如何将参数从动作传递到Symfony中的布局

Question

The global layout.php file contains the tags for each page:

<body> 
    <?php echo $sf_content ?>
</body>

But for all my inner HTML pages of the site, a class is applied to the body tag:

 <body class="inner-page"> 
    <?php echo $sf_content ?>
 </body>

How can I pass in a class to the layout from different templates?

Answer 1

in your layout.php

<body <?php if (!include_slot('body_id')): ?>id="default"<?php endif; ?>>

in your templates :

<?php slot('body_id') ?>id="bla"<?php end_slot(); ?>

or

<?php slot(
  'body_id',
  sprintf('id="%s"', $sf_params->get('module')))
?> 

Answer 2

Here is the solution I used with Symfony 1.2+

Use setSlot() in the action:

$this->getResponse()->setSlot('home_page', 'yes');

Then use get_slot() in the Layout:

<body class="<?php echo has_slot('home_page') ? 'home-page' : 'inner-page' ?>">

Answer 3

sfConfig::set('name_here', $variableHere);
$variable = sfConfig::get('name_here');

I use this a lot.

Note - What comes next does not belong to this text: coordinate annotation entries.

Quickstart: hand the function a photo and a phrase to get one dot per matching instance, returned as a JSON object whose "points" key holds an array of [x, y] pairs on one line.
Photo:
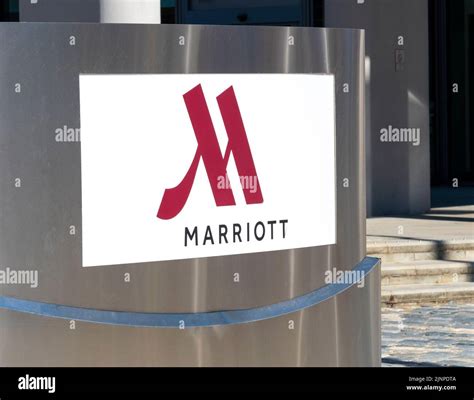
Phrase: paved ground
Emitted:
{"points": [[440, 335]]}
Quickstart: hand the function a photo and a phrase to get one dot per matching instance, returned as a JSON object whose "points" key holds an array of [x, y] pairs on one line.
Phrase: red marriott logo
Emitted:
{"points": [[209, 151]]}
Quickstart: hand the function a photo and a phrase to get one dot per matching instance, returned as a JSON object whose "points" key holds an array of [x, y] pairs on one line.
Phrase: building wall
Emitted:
{"points": [[398, 174]]}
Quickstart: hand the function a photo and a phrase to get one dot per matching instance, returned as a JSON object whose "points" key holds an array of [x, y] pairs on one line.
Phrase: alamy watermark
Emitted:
{"points": [[10, 276], [341, 277], [249, 183], [400, 135]]}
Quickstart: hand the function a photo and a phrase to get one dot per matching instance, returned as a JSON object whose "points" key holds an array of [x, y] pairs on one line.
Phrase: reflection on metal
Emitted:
{"points": [[170, 320], [38, 216]]}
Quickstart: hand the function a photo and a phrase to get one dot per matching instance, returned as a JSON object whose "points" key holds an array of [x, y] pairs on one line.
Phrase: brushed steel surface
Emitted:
{"points": [[342, 331], [35, 219]]}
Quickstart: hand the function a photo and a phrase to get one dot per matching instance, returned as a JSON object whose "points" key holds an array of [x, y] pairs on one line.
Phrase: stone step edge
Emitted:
{"points": [[419, 293], [427, 268], [418, 246]]}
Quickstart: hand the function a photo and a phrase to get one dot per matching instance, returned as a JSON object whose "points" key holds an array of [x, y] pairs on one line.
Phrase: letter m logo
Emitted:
{"points": [[209, 151]]}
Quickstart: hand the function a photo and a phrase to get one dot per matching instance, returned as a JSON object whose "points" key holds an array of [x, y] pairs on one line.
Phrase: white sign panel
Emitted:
{"points": [[201, 165]]}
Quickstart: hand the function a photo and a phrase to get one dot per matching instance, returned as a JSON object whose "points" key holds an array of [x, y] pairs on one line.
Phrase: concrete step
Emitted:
{"points": [[403, 250], [427, 293], [427, 272]]}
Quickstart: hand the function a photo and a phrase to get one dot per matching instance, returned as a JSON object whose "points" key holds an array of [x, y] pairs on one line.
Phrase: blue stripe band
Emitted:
{"points": [[185, 320]]}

Use this anywhere on the code.

Answer 4

In most MVC frameworks, you access variables in the layout the same way you access them in the view files.

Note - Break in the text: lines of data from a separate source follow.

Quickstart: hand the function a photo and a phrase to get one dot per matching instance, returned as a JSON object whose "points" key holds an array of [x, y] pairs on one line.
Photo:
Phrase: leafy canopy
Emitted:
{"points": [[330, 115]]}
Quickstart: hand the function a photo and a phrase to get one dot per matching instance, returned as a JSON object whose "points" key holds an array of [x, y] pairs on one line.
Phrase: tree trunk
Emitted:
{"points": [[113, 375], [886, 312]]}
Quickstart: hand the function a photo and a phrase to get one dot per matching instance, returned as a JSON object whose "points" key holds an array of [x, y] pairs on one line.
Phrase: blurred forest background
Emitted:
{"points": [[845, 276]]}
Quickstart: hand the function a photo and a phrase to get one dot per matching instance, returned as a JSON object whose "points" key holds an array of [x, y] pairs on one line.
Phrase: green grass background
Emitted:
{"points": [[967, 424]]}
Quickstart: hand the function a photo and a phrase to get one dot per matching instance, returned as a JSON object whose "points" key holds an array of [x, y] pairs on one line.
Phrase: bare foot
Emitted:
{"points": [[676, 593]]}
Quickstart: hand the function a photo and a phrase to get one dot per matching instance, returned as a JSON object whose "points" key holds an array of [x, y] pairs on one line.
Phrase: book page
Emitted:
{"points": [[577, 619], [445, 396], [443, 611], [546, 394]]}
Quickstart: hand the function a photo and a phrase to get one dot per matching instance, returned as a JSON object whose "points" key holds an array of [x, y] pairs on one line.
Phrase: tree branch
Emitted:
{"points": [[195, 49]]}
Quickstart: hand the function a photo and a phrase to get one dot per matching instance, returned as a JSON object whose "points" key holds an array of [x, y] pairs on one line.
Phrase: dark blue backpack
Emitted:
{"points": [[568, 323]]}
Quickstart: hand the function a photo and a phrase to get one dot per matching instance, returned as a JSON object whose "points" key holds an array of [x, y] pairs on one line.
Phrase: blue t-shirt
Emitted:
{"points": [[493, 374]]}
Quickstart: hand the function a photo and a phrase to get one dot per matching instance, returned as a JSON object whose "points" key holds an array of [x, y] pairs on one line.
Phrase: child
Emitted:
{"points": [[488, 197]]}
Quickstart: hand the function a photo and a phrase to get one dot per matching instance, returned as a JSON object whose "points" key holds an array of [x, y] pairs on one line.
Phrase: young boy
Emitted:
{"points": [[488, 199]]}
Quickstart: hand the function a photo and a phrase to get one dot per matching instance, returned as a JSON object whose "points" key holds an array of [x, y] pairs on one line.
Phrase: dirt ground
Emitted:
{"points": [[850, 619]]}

So, if you did something like $this->view->my_data=10; in the control. You can access it in the layout by: echo $this->my_data.

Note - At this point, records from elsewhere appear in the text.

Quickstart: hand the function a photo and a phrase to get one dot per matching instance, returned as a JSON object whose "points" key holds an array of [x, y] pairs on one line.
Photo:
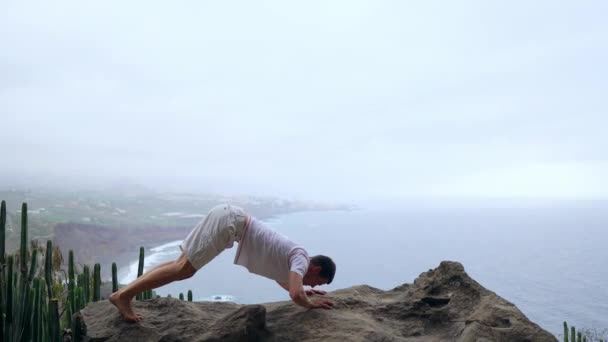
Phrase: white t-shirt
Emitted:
{"points": [[268, 253]]}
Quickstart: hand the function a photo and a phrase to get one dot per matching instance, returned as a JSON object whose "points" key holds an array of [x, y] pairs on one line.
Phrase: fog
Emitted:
{"points": [[319, 99]]}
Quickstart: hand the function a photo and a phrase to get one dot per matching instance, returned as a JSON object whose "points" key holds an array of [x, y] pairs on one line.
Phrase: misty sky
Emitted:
{"points": [[315, 99]]}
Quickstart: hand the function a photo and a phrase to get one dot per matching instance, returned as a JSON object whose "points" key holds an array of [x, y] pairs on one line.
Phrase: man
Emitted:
{"points": [[261, 250]]}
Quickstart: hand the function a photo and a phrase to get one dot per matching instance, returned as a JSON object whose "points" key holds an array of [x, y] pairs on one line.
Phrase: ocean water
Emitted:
{"points": [[548, 258]]}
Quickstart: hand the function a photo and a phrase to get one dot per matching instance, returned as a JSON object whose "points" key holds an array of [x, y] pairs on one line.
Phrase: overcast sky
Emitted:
{"points": [[315, 99]]}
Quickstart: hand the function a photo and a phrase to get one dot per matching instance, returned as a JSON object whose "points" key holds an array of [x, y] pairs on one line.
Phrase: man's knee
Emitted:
{"points": [[185, 268]]}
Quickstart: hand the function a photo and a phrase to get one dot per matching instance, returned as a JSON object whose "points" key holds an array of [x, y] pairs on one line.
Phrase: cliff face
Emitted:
{"points": [[443, 304], [92, 244]]}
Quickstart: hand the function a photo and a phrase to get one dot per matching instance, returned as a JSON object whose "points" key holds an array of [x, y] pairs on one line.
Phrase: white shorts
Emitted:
{"points": [[217, 231]]}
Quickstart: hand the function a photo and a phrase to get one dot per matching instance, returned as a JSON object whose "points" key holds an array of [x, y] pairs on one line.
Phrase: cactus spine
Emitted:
{"points": [[96, 282], [24, 241], [2, 263], [140, 271], [87, 284], [71, 282], [114, 277]]}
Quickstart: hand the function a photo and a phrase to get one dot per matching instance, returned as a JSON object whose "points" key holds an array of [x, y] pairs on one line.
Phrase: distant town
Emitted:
{"points": [[131, 207]]}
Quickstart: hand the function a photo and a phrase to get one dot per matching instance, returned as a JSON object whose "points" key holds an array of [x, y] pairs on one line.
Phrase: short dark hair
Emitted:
{"points": [[328, 267]]}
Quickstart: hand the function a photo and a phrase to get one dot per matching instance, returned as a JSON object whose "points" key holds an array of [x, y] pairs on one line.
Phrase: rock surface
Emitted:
{"points": [[443, 304]]}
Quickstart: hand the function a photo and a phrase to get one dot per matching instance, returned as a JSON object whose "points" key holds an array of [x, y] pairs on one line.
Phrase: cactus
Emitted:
{"points": [[2, 231], [71, 282], [140, 271], [96, 282], [48, 268], [36, 318], [114, 277], [8, 320], [87, 284], [33, 265], [24, 241], [54, 329], [2, 263]]}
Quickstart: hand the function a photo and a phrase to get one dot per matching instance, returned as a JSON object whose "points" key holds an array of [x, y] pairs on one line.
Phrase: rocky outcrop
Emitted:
{"points": [[443, 304]]}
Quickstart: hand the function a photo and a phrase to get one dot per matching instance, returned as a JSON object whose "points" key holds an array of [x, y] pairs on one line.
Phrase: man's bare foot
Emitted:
{"points": [[124, 307]]}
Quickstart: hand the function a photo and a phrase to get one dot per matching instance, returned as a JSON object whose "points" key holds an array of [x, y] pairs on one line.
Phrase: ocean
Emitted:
{"points": [[547, 257]]}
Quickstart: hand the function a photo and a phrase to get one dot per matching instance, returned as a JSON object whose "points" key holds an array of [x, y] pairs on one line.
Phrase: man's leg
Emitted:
{"points": [[161, 275]]}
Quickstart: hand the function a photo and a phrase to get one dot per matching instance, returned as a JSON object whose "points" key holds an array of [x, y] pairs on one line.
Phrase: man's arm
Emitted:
{"points": [[298, 295], [283, 285]]}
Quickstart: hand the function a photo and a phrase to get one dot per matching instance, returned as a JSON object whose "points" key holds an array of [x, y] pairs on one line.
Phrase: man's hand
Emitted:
{"points": [[322, 303], [313, 291]]}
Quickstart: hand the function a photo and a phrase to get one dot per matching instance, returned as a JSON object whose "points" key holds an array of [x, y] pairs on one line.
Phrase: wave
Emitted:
{"points": [[159, 254]]}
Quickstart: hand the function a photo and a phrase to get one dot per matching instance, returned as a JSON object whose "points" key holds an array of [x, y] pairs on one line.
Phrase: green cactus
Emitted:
{"points": [[24, 242], [114, 277], [96, 282], [2, 231], [36, 318], [140, 271], [8, 320], [87, 284], [33, 265], [71, 282], [2, 263], [53, 322], [48, 268]]}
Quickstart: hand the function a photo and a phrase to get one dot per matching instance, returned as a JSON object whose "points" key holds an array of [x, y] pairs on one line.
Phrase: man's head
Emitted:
{"points": [[320, 271]]}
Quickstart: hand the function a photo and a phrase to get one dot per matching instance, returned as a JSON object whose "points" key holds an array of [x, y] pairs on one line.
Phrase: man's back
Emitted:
{"points": [[268, 253]]}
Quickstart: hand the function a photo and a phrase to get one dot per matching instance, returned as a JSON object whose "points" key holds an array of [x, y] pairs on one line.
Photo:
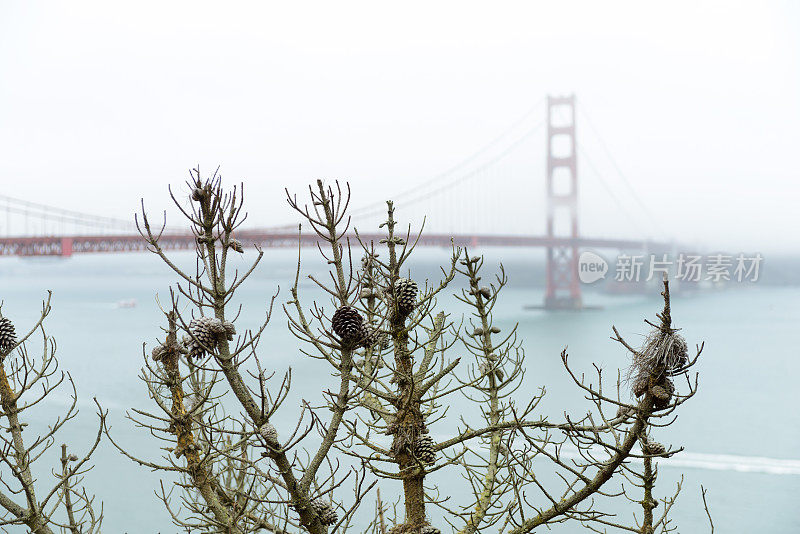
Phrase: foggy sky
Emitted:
{"points": [[102, 103]]}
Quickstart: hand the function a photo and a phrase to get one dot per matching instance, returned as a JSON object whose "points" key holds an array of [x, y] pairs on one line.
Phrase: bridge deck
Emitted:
{"points": [[69, 245]]}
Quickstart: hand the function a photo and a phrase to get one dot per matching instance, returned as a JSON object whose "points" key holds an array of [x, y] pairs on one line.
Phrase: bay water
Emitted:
{"points": [[741, 432]]}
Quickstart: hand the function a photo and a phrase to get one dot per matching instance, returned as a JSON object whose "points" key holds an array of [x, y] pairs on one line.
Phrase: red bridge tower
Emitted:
{"points": [[563, 290]]}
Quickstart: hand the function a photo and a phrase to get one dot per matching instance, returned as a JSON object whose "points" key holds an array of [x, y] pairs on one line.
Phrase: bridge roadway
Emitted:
{"points": [[68, 245]]}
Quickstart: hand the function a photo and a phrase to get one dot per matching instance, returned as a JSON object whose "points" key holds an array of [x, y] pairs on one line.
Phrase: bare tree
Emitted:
{"points": [[388, 346], [26, 381]]}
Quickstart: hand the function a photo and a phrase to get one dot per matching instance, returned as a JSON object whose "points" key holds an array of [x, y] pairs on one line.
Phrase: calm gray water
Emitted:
{"points": [[741, 432]]}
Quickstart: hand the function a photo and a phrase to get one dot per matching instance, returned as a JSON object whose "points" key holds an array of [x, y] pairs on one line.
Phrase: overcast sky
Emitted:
{"points": [[102, 103]]}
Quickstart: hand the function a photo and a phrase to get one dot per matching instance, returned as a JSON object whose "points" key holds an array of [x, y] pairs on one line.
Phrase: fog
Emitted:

This was pseudo code, adjust it to the symphony way.

Answer 5

I'm 90% sure that you do this the same way you'd do it from a regular view file. So as long as you set the variable in the action, it should be accessible from the layout.php file.

In your action:

$this->body_class = "xxx";

In layout.php

<body class="<?php echo $body_class?>"> 

Be sure to run some checks to make sure $body_class is set.